I’ve been *real* busy the last couple weeks and am finally getting a chance to catch my breath and post a few things to my blog. Since I’m trying to use my blog as a record of my attempts to grow my “Geographic Independent”-qualified income, and I’m still selling covered calls in my quest to learn about options trading, that means I should have written about my recent trades already. Better late than never I guess.

I don't even think Kodak makes this anymore
If you’ve been reading my blog, you’ll know that October expiration left me holding 300 shares of Eastman Kodak (EK) at an unrealized loss. I was trying to decide whether to sell new calls or simply liquidate, taking my losses, and move on to something else. Well, I ended up selling new calls, but that’s primarily because I couldn’t identify any better opportunities. Unfortunately, that’s likely more because I didn’t spend enough time researching than anything else. Which, in itself, should qualify as a lesson learned: don’t put money into things because you’re “settling” due to lack of time to find something better.
So what happened? Well, I actually completed other trades, which I haven’t written about yet, first. So my actions on EK were delayed by about 3 to 4 trading days after October expiration. At that point, EK had already fallen quite a bit and premiums for Nov $5 strikes were rather low. Hoping (hey, there’s my error!) that things would bounce back a bit, I ended up placing a $0.35 limit order to STO three calls (I had 300 shares and one call is 100 shares). Unfortunately, after another 3 to 4 trading days, the bounce had never come and in fact EK had fallen even lower. I tried a $0.25 limit order for another 3 to 4 days with the same result – no takers.
At this point, EK was trading for well under $4.00 and the last trades on the $5 strikes were $0.05. So I ended up trying to decide on selling either Dec $5 strikes, or Nov $4 strikes. If I did the latter, and EK was over $4 at Nov expiration, I’d actually take a realized loss on the whole EK two-month position, but at least I’d be out of my position and have hopefully learned something along the way. If I did the former, I’d be locked into EK for a total of two months while having only collected around $100 for the new calls. And worse IMO, only if EK rose to $5 would I be forced to exit. And I’d still have an overall (but unrealized) loss if EK was trading below about $4.30 at Dec expiration.

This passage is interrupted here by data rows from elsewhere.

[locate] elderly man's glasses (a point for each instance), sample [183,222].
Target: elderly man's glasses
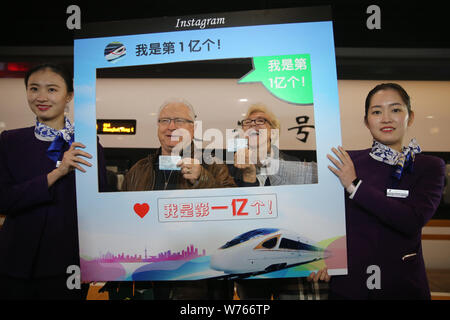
[177,121]
[257,122]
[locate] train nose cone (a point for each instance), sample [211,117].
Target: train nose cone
[217,261]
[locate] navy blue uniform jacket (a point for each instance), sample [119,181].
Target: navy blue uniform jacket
[39,237]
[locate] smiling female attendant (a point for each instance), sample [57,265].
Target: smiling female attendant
[39,238]
[392,191]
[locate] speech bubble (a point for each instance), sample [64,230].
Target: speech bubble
[287,77]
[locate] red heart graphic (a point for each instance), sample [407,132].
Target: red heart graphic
[141,209]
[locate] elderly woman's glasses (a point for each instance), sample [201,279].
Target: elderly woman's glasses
[177,121]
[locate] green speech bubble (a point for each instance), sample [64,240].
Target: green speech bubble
[288,77]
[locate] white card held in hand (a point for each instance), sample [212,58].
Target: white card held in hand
[169,162]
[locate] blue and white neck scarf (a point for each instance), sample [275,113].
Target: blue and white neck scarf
[401,160]
[59,138]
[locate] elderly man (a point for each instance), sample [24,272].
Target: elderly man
[175,133]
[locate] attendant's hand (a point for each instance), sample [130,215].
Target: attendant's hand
[242,161]
[345,170]
[71,160]
[190,169]
[321,275]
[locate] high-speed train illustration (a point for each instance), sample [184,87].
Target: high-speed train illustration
[115,51]
[265,250]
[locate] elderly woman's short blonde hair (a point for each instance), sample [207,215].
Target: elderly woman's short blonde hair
[259,107]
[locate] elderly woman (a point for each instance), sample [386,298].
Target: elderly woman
[262,163]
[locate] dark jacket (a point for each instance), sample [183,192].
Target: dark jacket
[142,176]
[39,237]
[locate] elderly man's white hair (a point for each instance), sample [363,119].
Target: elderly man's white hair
[192,114]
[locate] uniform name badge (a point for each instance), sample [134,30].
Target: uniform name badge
[397,193]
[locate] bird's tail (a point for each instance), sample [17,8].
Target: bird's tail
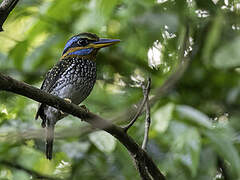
[49,141]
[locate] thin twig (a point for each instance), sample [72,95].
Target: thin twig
[146,90]
[148,118]
[35,174]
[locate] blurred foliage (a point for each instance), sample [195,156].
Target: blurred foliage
[193,127]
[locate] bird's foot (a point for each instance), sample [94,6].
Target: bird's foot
[68,100]
[43,123]
[85,108]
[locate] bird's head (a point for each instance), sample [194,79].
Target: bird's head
[86,44]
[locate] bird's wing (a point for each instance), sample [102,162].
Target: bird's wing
[50,79]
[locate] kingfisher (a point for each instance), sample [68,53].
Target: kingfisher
[72,78]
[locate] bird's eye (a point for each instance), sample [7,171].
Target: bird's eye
[83,42]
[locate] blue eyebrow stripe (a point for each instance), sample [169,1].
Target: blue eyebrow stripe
[70,42]
[82,52]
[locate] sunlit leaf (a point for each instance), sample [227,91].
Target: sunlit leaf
[193,115]
[228,56]
[103,141]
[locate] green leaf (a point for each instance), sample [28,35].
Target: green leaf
[162,117]
[213,37]
[18,53]
[103,141]
[193,116]
[223,144]
[228,56]
[186,148]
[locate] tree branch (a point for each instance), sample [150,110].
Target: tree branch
[31,172]
[139,155]
[5,8]
[146,90]
[148,118]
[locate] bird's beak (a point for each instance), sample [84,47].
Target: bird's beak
[101,43]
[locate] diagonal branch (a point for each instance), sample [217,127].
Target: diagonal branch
[147,120]
[140,156]
[5,8]
[146,90]
[31,172]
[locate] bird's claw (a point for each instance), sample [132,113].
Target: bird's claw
[68,100]
[85,108]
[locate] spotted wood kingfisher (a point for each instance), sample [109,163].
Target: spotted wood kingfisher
[72,79]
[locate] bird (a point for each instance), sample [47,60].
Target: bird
[71,78]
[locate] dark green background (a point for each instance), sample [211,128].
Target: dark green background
[193,126]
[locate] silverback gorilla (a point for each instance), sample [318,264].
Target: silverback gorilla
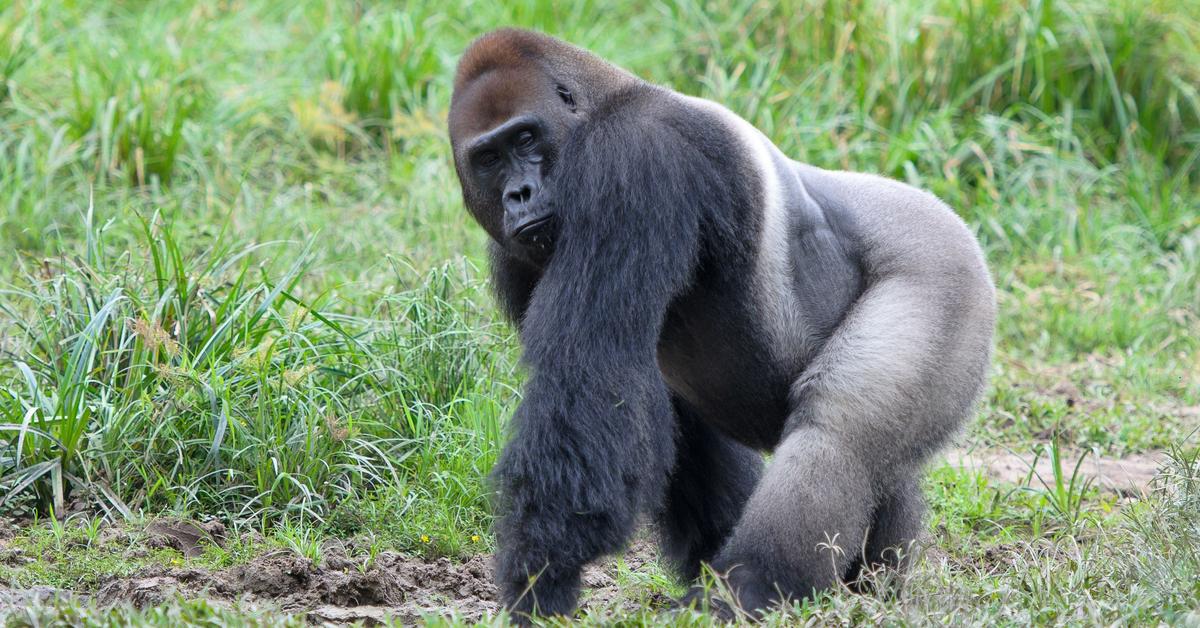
[687,298]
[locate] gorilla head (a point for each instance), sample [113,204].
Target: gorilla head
[517,97]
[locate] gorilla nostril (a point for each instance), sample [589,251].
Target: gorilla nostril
[521,196]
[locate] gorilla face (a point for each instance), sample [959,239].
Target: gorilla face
[505,127]
[510,165]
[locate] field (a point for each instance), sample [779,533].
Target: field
[251,369]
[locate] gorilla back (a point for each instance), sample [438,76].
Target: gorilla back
[687,297]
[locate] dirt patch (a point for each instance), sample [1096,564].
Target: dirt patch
[339,590]
[186,537]
[1123,476]
[343,590]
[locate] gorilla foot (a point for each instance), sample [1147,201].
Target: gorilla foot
[739,593]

After spending a bit of time researching EK itself, and not finding anything in particular that gave me great hope of a $5 trading price by December, and also considering how earnings season was shaping up, I decided to go with the Nov $4 strikes with a $0.25 limit order. Here’s the summary of the actual trade done. Like usual, I’m including my actual commissions which explains why some numbers go out to fractions of a cent.
EK & EK JA: Critical dates
2009.10.17: Initial position: Holding 300 EK @ $4.62
2009.10.28: Sold call option: STO 3 EK KQ (Nov09 $4.00) @ $0.22697
Summary, if NOT called (static return):
Days position held: 24
Capital investment: $1386.00
Income received: $68.09
Percent return: 4.91%
Annualized yield: 107.38%
Summary, if CALLED at expiration:
Days position held: 24
Capital investment: $1386.00
Net profit if called: -$122.86
Percent return if called: -8.86%
Annualized yield if called: -75.63%
As I write this, EK has jumped up over the last couple days and closed on Friday at $4.23. I’m not planning on taking any action on this position between now and expiration, unless EK drops and I can buy my calls back at $0.05. I expect EK to range between the low $4’s and mid $3’s during that time.